I made a tool like this a while ago which was useful for transcribing a whole playlist automatically using whisper:

https://github.com/Dicklesworthstone/bulk_transcribe_youtube...

I ended up turning a beefed up version of it which makes polished written documents from the raw transcript, you can try it at

https://youtubetranscriptoptimizer.com/

Leftium · 14h ago

Two similar Show HN projects:

- This python one is more amenable to modding into your own custom tool: https://hw.leftium.com/#/item/44353447

- Another bash script: https://hw.leftium.com/#/item/41473379

---

They all seem to be built on top of:

- yt-dlp to download video

- whisper for transcription

- ffmpeg for audio/video extraction/processing

totallynotryan · 12h ago

Hey all, I built a 100% free (no-signup) youtube summarizer: "https://youtube-summarizer-lime.vercel.app/". Accurate summaries in under 8 seconds.

dudeWithAMood · 10h ago

How did you get around youtube blocking cloud IP ranges? Are you suing residential proxies?

93po · 12h ago

bookmarked, thanks, the top google search results always require sign-up. frustrating state of the internet

yunusabd · 7h ago

I tried it on a M1 Pro MBP using Docker. It's quite slow (no MPS) and there are no timestamps in the resulting transcript. But the basics are there. Truncated output:

  Fetching video metadata...
  Downloading from YouTube...
  Generating transcript using medium model...

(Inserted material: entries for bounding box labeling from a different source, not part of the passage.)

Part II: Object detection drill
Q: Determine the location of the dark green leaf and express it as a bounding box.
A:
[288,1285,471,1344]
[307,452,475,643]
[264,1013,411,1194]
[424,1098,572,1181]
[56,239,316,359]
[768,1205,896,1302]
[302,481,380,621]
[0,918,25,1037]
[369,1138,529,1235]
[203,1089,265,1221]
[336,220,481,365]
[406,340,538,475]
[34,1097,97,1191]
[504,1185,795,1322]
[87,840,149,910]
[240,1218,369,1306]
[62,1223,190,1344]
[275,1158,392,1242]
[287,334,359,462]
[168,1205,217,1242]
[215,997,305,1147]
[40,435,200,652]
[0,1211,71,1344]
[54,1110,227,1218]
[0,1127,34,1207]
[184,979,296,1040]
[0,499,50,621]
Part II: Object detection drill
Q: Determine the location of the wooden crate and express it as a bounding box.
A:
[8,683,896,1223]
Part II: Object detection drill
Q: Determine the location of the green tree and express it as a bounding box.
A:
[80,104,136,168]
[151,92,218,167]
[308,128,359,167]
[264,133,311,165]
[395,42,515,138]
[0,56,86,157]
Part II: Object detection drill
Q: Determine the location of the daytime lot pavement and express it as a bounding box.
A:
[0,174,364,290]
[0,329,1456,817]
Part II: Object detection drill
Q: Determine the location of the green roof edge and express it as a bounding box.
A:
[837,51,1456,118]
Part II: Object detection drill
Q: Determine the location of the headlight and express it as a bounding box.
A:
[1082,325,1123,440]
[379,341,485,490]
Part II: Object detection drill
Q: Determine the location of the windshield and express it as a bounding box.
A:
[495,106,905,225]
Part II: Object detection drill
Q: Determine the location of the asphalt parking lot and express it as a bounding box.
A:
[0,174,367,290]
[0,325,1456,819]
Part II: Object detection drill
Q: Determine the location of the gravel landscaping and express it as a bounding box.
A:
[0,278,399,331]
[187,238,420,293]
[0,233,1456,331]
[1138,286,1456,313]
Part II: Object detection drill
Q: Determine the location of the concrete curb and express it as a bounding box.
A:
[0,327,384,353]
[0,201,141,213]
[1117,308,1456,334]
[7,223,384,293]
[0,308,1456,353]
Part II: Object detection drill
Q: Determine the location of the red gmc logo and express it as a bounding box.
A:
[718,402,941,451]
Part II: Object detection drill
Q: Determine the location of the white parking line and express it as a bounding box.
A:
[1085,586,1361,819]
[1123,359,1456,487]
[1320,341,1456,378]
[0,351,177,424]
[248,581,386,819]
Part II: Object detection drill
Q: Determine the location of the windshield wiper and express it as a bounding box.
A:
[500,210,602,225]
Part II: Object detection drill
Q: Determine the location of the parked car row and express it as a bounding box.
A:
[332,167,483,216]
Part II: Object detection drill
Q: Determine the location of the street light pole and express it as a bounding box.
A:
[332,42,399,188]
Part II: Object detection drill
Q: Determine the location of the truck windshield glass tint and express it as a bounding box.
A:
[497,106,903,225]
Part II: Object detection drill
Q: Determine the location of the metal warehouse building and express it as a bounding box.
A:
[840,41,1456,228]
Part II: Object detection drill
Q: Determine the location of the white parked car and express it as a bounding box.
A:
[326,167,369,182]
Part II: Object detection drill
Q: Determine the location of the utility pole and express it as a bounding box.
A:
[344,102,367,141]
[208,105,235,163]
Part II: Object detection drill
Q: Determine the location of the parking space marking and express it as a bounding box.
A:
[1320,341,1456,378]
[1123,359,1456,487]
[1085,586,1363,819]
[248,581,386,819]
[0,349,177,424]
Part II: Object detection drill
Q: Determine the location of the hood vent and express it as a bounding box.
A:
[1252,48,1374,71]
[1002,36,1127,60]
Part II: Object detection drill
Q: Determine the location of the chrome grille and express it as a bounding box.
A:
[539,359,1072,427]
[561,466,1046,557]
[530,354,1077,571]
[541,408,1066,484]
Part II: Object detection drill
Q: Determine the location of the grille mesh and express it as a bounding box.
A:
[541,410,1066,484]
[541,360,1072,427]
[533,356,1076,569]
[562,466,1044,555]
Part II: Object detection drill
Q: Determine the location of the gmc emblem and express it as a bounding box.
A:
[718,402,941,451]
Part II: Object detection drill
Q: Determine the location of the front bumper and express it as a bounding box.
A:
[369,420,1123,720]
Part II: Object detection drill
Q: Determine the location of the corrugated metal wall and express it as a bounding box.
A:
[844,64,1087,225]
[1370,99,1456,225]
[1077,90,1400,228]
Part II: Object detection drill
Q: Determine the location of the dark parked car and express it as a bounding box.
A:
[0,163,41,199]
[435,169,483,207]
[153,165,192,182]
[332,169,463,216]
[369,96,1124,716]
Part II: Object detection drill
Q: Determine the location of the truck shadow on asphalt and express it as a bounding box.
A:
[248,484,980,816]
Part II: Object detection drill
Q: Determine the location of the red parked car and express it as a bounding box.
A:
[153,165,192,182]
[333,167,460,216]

  === System Information ===
  CPU Cores: 10
  CPU Threads: 10
  Memory: 15.8GB
  PyTorch version: 2.7.1+cpu
  PyTorch CUDA available: False
  MPS available: False
  MPS built: False
  
  Falling back to CPU only
  Model stored in: /home/app/.cache/whisper
  Loading medium model into CPU...
  100%|| 1.42G/1.42G [02:05<00:00, 12.2MiB/s]
  Model loaded, transcribing...
  Model size: 1457.2MB
  Transcription completed in 468.70 seconds
  === Video Metadata ===
  Title: 厨师长教你：“酱油炒饭”的家常做法，里面满满的小技巧，包你学会炒饭的最香做法，粒粒分明！
  Channel: Chef Wang 美食作家王刚
  Upload Date: 20190918
  Duration: 5:41
  URL: https://www.youtube.com/watch?v=1Q-5eIBfBDQ
  === Transcript ===
  
  哈喽大家好我是王刚本期视频我跟大家分享...

pstoll · 5h ago

> Falling back to CPU only

Patient: “Doctor, it hurts when I do this.”

Doctor: “don’t do that”

yunusabd · 36s ago

I mean yeah, but also

Doctor: do this

Patient: I tried doing this and it's not good

Doctor: actually you need a device for $5000 lol

isubkhankulov · 14h ago

I’ve been using this free tool. It gives quality diarized transcripts https://contentflow.megalabs.co

yunusabd · 7h ago

Did you build this? I'm looking for an API that does this.

isubkhankulov · 57m ago

I built this. The API is on the way! You can sign up for updates here: https://contentflow.megalabs.co/api-interest

labrador · 11h ago

Many channels I follow, such as Vlad Vexler, have taken measures so you can't download the transcript with yt-dlp. Furthermore, they don't provide a transcipt option on their videos. I assume this is to prevent people from just reading AI summaries, which is annoying in Vexler's case because he talks slowly and meanders around. If I really want to hear his point but don't want to listen to that then I download the video with yt-dlp and use Whisper to transcribe it.

rs186 · 7h ago

Curious, if you don't find this "annoying", why are you still following the channel? There must be other YouTube channels that offer similar content but deliver it in a better way.

labrador · 5h ago

Vlad is a smart guy but slow. Think of him as a brilliant snail.

Bluestein · 10h ago

... the ... slower ... the guy the ... less ... content ... and ... more ... advertising.-

cmaury · 16h ago

Thanks for sharing. This is exactly the type of utility that vibecoding is for. It takes 5 secons to ask GPT to write a scripr to do this tailored to your specific use case. It's way faster than trying to get someone elses repo up and running.

sannysanoff · 14h ago

Selfware.

https://old.reddit.com/r/ChatGPTCoding/comments/1lusr07/self...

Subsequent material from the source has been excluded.